Environmental protections at the site are failing, and cancer-causing chemicals have permeated ground water that is moving north and west toward Marley Creek. The landfill was closed in 1982.

The permit was rescinded last month, two days before a challenge was to be heard by the Board of Appeals. County officials learned that the company did not have permits from the state Department of the Environment for all of the work, said Frank Ward, head of the county's permit application center.

"They didn't have that and still don't," he said Friday.

While the appeal was pending in August, Mr. Ward asked the company to clarify several questions about materials it proposed to use in the new seal.

BFI is proposing to reseal the two leaking trash hills with a controversial cap that includes a layer of chipped tires and sludge mixed with dirt.

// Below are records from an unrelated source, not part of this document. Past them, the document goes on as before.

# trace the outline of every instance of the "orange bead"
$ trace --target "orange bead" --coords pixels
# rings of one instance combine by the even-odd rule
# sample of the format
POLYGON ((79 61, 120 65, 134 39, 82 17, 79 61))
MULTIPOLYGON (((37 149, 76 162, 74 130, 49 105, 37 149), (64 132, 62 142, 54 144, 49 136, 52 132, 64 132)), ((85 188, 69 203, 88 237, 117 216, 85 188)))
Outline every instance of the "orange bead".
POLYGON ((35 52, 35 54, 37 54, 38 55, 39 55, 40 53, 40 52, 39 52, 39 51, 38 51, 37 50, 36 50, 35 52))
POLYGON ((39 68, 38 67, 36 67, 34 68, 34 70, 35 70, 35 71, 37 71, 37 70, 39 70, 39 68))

The company has the green light from the federal Environmental Protection Agency to recap the two trash hills. The EPA also has some jurisdiction over the site, EPA officials have said, but disturbance of the site also requires county approval.

BFI officials could not be reached Friday.

Mr. Ward said BFI had not applied for a new grading permit and that the work BFI project manager Jill R. Nelson originally had hoped to start in July might have to be delayed until spring.

John Blumenthal, who owns an adjacent property and whose Board of Appeals challenge became moot, is proposing to build 738 homes on his land next to Marley Creek and has been embroiled in fights with Houston-based BFI for several years. Traces of contamination have shown up in ground water taken from test wells on his land, he said.